I have always wondered why the city of Tulsa does not seek public funding for dredging and damming the Arkansas river at Tulsa. What an incredible visual and recreational asset the river would be if it were transformed into its full potential. Seems like an incredible waste of natural resources

----------


## Jake

Bad leadership. That and a populace that doesn't care enough about it.

----------


## Snowman

> I have always wondered why the city of Tulsa does not seek public funding for dredging and damming the Arkansas river at Tulsa. What an incredible visual and recreational asset the river would be if it were transformed into its full potential.
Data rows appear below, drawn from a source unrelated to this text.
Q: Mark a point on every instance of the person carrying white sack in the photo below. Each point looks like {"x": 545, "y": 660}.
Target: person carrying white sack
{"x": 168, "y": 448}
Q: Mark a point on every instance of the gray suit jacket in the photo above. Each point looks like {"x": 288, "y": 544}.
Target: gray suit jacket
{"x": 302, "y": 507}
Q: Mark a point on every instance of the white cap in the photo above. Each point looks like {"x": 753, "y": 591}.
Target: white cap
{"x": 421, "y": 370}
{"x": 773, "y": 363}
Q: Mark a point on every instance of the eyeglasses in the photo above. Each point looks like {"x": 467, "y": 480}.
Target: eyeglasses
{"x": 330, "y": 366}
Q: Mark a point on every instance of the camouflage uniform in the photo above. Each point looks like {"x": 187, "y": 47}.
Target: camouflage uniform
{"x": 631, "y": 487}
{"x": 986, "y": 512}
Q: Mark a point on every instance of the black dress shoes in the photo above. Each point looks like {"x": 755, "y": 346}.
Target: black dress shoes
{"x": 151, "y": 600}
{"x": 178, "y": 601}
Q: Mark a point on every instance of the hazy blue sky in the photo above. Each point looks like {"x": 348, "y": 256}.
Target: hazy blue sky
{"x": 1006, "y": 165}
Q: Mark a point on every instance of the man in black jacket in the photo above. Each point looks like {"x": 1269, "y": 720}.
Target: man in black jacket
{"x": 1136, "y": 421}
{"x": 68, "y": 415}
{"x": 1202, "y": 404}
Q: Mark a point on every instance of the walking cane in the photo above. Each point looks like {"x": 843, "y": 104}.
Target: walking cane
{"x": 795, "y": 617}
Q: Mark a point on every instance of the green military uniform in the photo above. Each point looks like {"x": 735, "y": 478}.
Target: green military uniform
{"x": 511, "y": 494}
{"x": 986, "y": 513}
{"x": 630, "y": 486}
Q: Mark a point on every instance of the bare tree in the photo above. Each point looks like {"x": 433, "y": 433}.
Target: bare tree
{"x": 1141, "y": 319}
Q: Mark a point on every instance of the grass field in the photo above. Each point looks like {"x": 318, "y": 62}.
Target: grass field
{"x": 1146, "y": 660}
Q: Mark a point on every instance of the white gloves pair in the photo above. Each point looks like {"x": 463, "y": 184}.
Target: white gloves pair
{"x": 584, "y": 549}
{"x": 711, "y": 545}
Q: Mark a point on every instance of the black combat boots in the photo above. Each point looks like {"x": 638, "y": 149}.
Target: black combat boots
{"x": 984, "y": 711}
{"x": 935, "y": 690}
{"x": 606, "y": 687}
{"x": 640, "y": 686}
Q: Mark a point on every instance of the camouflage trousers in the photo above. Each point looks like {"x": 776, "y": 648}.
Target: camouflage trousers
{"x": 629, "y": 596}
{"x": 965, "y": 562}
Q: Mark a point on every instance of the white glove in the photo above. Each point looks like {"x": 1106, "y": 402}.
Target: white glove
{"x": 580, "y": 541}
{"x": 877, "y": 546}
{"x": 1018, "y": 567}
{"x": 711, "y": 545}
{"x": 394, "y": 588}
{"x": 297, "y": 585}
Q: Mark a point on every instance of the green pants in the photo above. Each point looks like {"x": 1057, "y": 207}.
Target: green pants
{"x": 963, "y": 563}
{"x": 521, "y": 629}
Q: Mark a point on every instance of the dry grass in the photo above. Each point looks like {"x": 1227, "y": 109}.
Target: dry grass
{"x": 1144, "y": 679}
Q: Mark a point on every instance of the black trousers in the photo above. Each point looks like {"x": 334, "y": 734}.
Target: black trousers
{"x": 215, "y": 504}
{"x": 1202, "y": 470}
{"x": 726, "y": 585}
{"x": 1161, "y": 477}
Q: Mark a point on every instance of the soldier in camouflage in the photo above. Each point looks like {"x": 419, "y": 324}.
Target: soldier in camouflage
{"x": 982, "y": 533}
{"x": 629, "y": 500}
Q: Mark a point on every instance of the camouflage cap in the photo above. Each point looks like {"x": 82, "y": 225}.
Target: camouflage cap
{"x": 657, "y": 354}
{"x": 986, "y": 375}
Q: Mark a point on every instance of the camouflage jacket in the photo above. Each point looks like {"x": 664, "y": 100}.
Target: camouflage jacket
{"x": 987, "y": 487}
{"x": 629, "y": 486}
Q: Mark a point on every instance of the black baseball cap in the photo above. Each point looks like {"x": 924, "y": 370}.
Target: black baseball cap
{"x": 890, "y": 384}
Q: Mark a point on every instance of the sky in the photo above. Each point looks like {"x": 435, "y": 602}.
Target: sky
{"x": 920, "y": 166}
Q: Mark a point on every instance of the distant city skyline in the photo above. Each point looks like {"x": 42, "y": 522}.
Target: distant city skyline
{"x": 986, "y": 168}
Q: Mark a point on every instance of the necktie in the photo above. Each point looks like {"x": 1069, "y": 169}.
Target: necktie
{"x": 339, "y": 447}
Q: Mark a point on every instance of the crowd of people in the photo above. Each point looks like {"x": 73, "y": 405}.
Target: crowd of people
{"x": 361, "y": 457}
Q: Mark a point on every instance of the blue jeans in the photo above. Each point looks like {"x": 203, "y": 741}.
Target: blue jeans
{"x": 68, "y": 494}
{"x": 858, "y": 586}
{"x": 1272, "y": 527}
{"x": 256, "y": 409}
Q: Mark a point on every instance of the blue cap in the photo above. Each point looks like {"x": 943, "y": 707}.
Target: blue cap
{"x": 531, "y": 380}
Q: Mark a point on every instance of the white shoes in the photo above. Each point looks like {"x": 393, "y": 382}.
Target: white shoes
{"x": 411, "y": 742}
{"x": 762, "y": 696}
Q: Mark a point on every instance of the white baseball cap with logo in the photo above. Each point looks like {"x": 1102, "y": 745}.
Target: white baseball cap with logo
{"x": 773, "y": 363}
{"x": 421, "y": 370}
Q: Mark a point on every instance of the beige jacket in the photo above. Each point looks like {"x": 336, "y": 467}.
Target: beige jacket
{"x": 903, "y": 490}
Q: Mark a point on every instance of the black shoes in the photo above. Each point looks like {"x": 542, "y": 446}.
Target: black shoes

Seems like an incredible waste of natural resources


I am not sure what their stumbing blocks have been but there has been various city leaders seeking to do it for years

----------


## kevinpate

> So they are adding a beach, now you just have to add water.......


worked for okc's ditch.  :Smile:

----------


## Urbanized

Even Wichita has done a better job with the same river and its smaller tributary (though they pronounce them "Are-CAN-sass").

----------


## Bunty

Republicans in Tulsa are too conservative to raise the needed tax money to redo the Ark. River.

----------


## Urbanized

Those low water dams on the Arkansas in Wichita are nowhere as elaborate as those on the river here in OKC. They are basically just weirs, and only keep a small amount of water behind them, but enough to make it aesthetically pleasing. They've been there at least since the late 60s (my entire life), and surely wouldn't cost THAT much to do.

OKC's three dams - two with operating locks and all three with automated flood control gates - cost what...$50 million? I'll bet Tulsa could do what Wichita did for far less than half that.

----------


## Swake

The Arkansas River in Tulsa is far larger than it is in Wichita or the Oklahoma River in OKC. The current estimate is $266 million: 

$46 million to repair the existing dam at 31st Street
$106 million for the dam in Sand Springs
$79 million for the dam at 106th Street in south Tulsa/Jenks
$35 million for the dam in Bixby

The city is wanting a spring vote, but these are just estimates, the design work needs to be more complete for more firm costs before a vote is called and that could push the vote past spring. 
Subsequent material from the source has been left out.